The print folks basically got around to reporting the incident 24 hours later, only after the Democrats, and some of the Republican presidential candidates, voiced their objections to Coulter. That’s the dance of objectivity; as long as somebody takes “the other side,” a reporter is on safe ground to write something “balanced.” This way, there is no need for a reporter to exercise his or her own best professional judgment on whether a remark is newsworthy.

Howard Kurtz today, while also deploring the MSM omission, suggested one possible reason: "A collective shrug that, well, you know, it's Coulter, there she goes again, what do you expect? And it's that attitude that lets her off the hook."

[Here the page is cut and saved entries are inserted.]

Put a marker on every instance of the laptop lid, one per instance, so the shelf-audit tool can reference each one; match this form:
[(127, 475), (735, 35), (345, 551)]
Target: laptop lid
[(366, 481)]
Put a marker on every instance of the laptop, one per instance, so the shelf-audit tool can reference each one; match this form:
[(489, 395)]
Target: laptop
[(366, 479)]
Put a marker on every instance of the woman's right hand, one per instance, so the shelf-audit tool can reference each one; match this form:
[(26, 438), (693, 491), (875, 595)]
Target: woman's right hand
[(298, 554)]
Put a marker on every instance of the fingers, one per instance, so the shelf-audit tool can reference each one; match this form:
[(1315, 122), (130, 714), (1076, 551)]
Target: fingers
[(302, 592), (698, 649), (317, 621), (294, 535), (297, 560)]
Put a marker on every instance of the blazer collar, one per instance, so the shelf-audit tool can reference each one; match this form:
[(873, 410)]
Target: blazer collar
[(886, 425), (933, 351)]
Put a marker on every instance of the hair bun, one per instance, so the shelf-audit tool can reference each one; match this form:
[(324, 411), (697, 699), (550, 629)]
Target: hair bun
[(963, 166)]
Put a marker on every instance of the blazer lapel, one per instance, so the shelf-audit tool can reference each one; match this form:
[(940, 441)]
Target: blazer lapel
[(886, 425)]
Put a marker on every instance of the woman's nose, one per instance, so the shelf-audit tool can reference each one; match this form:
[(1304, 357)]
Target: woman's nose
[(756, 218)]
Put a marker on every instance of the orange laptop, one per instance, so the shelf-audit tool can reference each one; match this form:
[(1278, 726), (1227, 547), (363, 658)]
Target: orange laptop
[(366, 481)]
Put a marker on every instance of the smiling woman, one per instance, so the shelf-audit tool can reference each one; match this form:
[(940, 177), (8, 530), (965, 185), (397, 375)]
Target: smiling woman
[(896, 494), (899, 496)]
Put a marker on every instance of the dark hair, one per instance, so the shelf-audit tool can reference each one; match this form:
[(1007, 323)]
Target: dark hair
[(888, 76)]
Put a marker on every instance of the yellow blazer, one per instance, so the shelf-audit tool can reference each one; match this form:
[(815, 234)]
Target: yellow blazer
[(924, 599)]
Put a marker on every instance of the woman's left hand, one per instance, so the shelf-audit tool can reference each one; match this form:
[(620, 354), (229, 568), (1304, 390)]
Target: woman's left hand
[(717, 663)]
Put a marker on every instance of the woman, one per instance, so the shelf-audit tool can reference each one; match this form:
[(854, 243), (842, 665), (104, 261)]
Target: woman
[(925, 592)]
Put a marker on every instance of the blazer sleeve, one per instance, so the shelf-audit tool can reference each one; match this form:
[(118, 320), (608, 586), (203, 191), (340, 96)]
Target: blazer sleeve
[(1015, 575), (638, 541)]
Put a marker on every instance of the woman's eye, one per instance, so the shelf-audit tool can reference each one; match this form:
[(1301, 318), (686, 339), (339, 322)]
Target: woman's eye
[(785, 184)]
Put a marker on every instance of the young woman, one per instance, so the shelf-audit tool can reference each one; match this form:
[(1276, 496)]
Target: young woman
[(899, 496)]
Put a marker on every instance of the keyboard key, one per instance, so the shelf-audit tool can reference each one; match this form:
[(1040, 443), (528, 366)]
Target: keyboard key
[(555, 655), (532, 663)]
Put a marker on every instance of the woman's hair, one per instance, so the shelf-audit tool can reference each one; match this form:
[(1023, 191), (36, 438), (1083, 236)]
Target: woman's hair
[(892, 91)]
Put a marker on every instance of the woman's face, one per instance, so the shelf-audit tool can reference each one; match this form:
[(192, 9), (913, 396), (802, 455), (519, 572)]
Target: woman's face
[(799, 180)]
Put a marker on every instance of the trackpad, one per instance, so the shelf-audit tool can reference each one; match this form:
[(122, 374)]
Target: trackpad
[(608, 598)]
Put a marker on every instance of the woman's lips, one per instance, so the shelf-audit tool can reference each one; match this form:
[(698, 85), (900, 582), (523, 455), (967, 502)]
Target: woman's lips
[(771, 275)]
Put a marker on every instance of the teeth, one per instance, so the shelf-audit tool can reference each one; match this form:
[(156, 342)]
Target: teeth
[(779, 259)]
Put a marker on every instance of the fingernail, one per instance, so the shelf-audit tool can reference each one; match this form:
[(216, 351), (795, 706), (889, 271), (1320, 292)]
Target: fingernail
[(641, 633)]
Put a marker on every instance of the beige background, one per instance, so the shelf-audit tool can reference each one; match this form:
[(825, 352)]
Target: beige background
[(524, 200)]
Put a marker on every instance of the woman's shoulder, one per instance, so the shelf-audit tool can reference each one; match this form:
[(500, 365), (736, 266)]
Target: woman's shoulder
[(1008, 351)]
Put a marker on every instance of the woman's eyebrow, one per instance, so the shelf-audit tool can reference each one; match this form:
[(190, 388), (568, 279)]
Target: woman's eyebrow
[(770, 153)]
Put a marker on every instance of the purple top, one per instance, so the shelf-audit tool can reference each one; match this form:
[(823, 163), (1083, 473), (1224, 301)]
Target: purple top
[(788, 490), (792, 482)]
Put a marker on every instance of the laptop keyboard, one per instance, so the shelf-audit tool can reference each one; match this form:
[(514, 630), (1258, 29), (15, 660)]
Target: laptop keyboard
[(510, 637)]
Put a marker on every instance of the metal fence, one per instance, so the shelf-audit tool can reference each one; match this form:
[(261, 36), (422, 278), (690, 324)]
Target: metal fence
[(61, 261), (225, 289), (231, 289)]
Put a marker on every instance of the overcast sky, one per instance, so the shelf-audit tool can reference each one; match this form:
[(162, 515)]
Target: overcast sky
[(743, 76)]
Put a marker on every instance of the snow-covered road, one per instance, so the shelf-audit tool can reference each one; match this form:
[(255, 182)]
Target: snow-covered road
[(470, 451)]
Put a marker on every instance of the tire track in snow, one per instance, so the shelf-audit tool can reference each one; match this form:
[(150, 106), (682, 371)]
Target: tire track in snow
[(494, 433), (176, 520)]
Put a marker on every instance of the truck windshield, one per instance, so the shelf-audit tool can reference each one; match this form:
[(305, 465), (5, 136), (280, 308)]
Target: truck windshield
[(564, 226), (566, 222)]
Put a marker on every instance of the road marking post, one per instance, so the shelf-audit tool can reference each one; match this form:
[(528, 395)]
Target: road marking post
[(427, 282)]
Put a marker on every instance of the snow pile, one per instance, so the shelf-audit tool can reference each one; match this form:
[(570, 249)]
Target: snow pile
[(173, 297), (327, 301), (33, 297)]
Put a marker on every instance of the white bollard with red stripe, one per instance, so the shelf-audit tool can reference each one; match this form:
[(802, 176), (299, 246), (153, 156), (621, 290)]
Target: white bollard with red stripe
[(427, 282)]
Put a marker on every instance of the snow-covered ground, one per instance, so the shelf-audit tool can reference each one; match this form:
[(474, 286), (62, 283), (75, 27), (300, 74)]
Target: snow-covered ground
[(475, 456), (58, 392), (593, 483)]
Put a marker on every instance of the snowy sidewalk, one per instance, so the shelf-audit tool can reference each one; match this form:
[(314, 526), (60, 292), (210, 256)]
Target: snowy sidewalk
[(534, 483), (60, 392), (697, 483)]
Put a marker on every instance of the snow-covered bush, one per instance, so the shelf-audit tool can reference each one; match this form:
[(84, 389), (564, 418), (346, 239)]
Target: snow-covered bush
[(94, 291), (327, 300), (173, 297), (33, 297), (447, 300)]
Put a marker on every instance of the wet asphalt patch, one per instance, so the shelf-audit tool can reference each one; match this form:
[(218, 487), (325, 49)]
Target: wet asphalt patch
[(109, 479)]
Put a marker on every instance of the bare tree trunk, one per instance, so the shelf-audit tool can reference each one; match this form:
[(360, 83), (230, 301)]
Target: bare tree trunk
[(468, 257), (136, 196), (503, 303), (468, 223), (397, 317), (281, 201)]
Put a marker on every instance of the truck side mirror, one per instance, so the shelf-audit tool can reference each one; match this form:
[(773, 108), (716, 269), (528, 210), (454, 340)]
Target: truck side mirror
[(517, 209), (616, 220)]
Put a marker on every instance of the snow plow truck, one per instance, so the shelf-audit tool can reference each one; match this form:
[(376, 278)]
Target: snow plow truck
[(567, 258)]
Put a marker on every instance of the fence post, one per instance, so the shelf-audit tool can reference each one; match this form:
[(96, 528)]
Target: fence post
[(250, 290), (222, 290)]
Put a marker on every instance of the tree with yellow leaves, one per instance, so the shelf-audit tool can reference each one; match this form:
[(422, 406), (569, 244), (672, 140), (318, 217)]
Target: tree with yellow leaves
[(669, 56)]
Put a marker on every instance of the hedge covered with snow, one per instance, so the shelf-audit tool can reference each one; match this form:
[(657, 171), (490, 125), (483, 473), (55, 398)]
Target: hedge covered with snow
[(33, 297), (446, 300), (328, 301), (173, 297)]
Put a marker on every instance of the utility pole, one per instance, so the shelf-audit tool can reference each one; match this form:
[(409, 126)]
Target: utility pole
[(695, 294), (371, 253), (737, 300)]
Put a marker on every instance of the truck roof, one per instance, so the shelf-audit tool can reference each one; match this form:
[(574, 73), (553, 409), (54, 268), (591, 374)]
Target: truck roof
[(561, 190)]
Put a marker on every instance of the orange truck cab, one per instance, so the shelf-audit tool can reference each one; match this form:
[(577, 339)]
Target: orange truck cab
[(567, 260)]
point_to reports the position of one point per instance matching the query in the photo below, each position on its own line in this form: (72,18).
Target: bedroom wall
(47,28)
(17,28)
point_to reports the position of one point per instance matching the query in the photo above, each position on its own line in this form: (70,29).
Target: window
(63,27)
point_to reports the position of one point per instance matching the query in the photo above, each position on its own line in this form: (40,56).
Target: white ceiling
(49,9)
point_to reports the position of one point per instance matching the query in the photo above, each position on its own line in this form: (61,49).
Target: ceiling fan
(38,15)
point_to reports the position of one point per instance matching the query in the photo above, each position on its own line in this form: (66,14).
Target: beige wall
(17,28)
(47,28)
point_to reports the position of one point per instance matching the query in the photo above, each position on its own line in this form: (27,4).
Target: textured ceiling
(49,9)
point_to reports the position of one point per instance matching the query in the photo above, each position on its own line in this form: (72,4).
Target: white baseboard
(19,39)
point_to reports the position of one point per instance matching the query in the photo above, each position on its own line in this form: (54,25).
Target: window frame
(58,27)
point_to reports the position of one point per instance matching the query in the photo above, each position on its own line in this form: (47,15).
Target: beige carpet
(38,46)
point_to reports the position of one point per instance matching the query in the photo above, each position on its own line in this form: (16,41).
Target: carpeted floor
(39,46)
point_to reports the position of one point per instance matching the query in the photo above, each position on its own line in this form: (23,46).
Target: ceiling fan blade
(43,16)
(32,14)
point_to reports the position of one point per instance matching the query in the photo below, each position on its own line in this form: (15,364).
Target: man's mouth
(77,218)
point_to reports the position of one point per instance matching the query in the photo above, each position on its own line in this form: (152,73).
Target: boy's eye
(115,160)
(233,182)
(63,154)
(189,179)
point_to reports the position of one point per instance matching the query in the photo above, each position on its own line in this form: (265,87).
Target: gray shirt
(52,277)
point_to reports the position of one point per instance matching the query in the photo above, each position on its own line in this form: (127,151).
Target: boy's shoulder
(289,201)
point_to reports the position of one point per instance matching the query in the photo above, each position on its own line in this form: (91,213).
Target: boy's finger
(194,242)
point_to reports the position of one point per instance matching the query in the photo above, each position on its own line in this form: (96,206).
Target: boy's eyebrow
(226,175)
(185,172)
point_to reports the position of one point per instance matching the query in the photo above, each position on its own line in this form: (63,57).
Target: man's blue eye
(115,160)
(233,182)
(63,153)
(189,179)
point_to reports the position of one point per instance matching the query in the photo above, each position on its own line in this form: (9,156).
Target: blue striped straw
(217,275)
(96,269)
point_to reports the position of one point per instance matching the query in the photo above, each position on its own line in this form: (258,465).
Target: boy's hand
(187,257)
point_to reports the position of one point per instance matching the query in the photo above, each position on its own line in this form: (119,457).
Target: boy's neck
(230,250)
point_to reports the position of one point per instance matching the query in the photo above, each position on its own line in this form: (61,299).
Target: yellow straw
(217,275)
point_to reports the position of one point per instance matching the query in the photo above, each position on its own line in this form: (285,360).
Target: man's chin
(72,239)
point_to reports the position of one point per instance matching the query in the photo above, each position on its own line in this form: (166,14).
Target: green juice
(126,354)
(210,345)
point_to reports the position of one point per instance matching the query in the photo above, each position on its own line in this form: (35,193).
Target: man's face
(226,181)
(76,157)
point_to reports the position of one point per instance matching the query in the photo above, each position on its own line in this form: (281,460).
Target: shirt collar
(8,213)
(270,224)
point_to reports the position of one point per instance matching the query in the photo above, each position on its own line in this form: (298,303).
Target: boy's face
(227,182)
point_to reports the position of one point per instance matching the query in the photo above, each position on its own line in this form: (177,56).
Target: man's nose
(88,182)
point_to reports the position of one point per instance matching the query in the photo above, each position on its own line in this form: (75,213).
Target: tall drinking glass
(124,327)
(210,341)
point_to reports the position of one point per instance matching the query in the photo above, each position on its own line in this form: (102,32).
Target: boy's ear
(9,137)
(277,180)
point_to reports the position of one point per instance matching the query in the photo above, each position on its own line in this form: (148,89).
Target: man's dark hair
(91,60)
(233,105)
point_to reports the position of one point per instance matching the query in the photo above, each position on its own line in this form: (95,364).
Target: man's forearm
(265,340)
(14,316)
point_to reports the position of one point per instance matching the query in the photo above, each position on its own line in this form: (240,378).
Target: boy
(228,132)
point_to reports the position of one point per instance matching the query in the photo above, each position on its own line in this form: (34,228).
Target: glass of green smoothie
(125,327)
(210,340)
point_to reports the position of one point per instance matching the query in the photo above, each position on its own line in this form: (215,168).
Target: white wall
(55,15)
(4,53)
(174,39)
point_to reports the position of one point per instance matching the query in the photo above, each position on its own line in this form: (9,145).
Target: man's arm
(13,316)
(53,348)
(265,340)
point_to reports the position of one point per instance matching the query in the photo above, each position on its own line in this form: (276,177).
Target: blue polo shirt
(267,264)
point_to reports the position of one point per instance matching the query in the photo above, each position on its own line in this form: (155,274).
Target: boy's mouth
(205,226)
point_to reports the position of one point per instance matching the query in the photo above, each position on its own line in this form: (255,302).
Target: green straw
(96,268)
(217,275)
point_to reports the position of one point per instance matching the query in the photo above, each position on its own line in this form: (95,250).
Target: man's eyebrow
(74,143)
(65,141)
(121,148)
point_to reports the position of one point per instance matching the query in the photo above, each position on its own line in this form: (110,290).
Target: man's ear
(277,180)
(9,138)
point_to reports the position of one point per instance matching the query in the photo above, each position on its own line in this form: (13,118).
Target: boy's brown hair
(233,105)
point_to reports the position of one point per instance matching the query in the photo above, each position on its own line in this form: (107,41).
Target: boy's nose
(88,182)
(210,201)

So I’m just wondering: if Michael Moore, or some other left-leaning flamer, had keynoted a national liberal conference, and had called a major Republican contender a “faggot,” would these mainstream media outlets have failed to mention that?


Thomas Eagleton died yesterday. His passage is worth noting, if only because he demonstrated the perils of allowing personal ambition to cloud political judgment at a critical moment in history. He was also responsible for the introduction of a phrase that has since become synonymous with political dishonesty – even though he wasn’t the one who said it.

In 1972, as some of you older readers may remember, Missouri senator Eagleton was tapped to be George McGovern’s running mate on the Democratic ticket, in a year when President Nixon was mired in Vietnam and working to minimize the Watergate scandal. Eagleton was so anxious to get the nod that he failed to tell McGovern’s people about a few incidents in his past that might be viewed as problematical – namely, that he had been hospitalized three times for depression, and twice undergone electroshock therapy. (There was no Lithium in those days, assuming that would have helped Eagleton.)

Anyway, the truth came out, in the usual dribs and drabs, and it put McGovern on the spot. Finally he felt compelled to declare that he stood behind Eagleton “1000 percent” – even though, at the time he said it, the McGovern camp was already moving to dump Eagleton. (As McGovern told CBS’ Bob Schieffer many years later, “After saying I was behind him 1000 percent, it made me look like a damn fool, but I decided we had to ask him to leave.”)

We all know that straying “off message” is a cardinal sin, so imagine if something like this happened today: On a Sunday in August of 1972, Eagleton went on Face the Nation and declared that he intended to stay on the ticket – while, over on NBC, at virtually the same hour, McGovern’s handpicked Democratic national chairwoman was telling Meet the Press that Eagleton would best serve his party by stepping down. This would be blogger bliss. (Complicating things further, McGovern told Eagleton later that day that he, McGovern, had not asked the chairwoman to say what she had said.)

Within a day, Eagleton stepped down. Decades later, I bet you will never hear a candidate claim that he or she supports somebody or anything “1000 percent.” Yet I wonder if a candidate afflicted with depression today would share the same impulse to hide it. Up-front honesty is generally the best strategy.